During 1846, Tom Hill joined a small party of Sahaptins destined for New Helvetia. Two years prior, Walla Walla noble Piupiumaksmaks visited the settlement, though his son died in a confrontation there. Piupiumaksmaks wished to return to the area to reaffirm positive relations with John Sutter. Hill and the group entered Alta California during the tumultuous Mexican–American War, at the beginning of the Conquest of California. John C. Frémont called for volunteers to join in the California Battalion, with several Walla Wallas serving as scouts. Hill enlisted into a white company, for a salary of $25 monthly. The military company was headed south towards Monterey when several hundred Mexican forces were encountered at Battle of Natividad. Hill was a part of a small scouting party that encountered the enemy forces, and had to fight them unaided for four hours. After some time exchanging salvos from afar, Tom reportedly called out to the Mexicans "You come here, me kill you. You can't fight better than one woman." His insult angered several Mexicans, charging on horseback.

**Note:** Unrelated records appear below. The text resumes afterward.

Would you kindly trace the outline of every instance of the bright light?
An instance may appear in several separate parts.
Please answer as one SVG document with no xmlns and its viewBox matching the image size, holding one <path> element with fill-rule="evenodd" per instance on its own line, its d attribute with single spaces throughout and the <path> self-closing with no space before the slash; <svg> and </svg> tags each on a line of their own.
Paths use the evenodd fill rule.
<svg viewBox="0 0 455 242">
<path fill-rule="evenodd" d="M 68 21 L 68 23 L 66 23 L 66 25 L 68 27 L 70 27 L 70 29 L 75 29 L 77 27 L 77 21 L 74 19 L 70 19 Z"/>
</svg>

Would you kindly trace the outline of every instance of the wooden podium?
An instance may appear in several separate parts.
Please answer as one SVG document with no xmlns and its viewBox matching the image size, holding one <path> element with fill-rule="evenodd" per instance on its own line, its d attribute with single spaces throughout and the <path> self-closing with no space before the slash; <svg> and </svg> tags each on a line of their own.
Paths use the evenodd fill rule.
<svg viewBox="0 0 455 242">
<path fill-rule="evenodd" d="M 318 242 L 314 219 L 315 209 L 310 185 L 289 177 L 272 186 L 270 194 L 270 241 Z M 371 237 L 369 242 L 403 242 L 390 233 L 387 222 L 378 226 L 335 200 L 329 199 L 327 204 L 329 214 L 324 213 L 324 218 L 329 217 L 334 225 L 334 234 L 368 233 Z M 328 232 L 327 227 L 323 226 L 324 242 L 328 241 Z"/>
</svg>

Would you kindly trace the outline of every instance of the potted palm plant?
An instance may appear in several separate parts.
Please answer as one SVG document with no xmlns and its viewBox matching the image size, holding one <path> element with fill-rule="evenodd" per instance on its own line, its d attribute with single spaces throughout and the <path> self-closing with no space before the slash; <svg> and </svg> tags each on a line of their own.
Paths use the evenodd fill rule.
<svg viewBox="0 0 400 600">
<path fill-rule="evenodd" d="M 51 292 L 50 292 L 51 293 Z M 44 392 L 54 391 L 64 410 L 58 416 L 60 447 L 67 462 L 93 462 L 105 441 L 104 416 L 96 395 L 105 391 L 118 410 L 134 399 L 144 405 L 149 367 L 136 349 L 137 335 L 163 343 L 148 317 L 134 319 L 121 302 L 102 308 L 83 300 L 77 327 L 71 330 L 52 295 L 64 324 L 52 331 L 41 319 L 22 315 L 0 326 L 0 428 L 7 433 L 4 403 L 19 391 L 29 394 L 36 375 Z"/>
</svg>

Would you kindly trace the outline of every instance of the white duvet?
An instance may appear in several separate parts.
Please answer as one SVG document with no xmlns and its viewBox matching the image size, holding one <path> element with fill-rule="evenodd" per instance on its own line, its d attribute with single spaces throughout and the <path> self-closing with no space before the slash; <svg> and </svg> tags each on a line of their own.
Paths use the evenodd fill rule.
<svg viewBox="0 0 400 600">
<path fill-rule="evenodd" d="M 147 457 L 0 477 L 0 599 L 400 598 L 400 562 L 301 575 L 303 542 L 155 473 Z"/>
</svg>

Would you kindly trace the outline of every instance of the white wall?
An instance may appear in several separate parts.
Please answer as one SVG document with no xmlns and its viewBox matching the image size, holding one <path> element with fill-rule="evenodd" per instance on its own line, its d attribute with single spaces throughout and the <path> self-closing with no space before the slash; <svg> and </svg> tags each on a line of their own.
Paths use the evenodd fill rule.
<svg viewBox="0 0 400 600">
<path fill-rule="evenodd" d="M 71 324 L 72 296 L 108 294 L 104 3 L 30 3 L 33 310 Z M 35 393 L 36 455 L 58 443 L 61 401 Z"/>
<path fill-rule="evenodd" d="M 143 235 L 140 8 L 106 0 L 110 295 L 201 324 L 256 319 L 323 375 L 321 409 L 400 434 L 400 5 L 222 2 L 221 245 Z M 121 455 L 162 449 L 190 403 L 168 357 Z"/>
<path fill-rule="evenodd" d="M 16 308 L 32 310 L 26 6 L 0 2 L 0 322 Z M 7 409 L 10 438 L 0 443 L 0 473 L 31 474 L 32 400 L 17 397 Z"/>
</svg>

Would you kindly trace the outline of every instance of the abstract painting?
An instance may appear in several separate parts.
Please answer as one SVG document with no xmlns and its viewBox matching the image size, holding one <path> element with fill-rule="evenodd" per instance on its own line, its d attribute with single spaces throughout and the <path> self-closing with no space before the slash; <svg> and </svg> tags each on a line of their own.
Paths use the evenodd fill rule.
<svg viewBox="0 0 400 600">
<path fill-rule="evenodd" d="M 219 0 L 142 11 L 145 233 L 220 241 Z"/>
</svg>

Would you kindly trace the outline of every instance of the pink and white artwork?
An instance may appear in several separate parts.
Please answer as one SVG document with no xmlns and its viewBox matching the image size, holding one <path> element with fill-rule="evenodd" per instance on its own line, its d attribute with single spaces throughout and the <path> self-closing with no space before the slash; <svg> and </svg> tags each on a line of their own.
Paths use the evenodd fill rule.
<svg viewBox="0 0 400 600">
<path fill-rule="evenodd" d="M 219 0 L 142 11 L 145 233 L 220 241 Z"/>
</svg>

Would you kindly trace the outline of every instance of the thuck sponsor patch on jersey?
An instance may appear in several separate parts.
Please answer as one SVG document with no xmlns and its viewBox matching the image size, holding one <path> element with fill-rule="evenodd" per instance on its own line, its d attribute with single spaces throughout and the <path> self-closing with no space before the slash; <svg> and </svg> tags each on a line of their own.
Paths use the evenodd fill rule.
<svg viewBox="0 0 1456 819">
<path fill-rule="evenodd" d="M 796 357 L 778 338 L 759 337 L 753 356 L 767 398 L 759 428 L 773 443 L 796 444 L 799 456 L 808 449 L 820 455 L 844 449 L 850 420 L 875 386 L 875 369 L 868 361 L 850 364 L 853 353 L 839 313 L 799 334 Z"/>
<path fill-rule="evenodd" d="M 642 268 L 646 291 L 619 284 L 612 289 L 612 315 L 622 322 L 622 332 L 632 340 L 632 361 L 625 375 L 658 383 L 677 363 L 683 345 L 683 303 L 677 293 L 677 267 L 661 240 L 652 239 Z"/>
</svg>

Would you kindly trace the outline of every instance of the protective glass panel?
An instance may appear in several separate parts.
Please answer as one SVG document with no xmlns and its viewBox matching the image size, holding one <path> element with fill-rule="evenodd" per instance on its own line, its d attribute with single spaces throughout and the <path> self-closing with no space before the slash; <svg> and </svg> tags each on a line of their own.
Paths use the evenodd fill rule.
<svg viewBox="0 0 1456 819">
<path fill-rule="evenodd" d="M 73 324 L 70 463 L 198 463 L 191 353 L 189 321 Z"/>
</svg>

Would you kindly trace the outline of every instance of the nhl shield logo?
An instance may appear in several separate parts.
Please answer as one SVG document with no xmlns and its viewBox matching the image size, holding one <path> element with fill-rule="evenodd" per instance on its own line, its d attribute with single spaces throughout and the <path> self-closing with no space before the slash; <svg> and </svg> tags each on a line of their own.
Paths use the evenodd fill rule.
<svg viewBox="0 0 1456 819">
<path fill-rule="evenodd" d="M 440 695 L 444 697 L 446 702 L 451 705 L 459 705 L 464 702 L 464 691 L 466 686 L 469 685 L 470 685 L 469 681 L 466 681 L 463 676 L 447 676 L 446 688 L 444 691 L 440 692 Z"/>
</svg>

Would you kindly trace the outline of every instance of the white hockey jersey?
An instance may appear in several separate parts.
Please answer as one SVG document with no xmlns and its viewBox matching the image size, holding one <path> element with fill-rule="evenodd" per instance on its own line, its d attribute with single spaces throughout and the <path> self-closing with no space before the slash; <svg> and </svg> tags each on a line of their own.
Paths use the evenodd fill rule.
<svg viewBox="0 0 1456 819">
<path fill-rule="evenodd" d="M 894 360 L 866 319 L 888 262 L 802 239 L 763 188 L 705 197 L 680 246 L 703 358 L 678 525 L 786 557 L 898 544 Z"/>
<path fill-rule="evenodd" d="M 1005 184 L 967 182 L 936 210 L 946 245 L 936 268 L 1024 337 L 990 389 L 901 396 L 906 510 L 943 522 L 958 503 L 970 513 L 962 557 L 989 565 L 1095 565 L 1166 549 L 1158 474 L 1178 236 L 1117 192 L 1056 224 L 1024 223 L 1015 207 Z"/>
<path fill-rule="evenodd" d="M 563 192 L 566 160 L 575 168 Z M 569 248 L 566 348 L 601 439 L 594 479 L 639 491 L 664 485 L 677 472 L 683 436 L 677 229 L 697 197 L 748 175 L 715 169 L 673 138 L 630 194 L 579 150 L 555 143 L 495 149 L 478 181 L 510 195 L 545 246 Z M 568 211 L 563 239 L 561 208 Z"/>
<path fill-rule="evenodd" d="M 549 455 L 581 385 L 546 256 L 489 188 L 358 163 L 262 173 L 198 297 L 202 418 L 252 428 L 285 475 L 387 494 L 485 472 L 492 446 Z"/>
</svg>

The ensuing skirmish was later described in 1879: The strife was soon over, for as soon as the Spaniard made the first pass, Tom parried the thrust and struck the Spaniard in the forehead with his tomahawk, which brought him to the ground, where he deliberately tore off his scalp. During the remainder of the battle the Spaniards kept at long range, not caring to come within close quarters with Haze and his Indians.

At the end of the battle that evening, the Americans feared that they were surrounded by Mexican forces. Hill volunteered to slip past the enemies and travel to Monterrey where Frémont was located. A small Mexican group was alerted to him however and began to pursue him. Hill "...with the most extraordinary dexterity and bravery", killed four of his pursuers with his tomahawk. He managed to reach Frémont's camp the next day. Hill was given command over the Native scouts in Monterrey and continued to march south with the main army. Hill made several attempts to engage Californio scouts, but no engagements occurred. For his service P. B. Reading gave Hill a silver tomahawk, and three months pay.

==Later life==

After his service with the California Battalion, Hill spent another year in California. He relocated to Kansas in the autumn of 1854, and was granted 120 acres by the Federal government due to being a veteran. After Tom Hill died in 1860, John Sarcoxie was given mandate over his estate.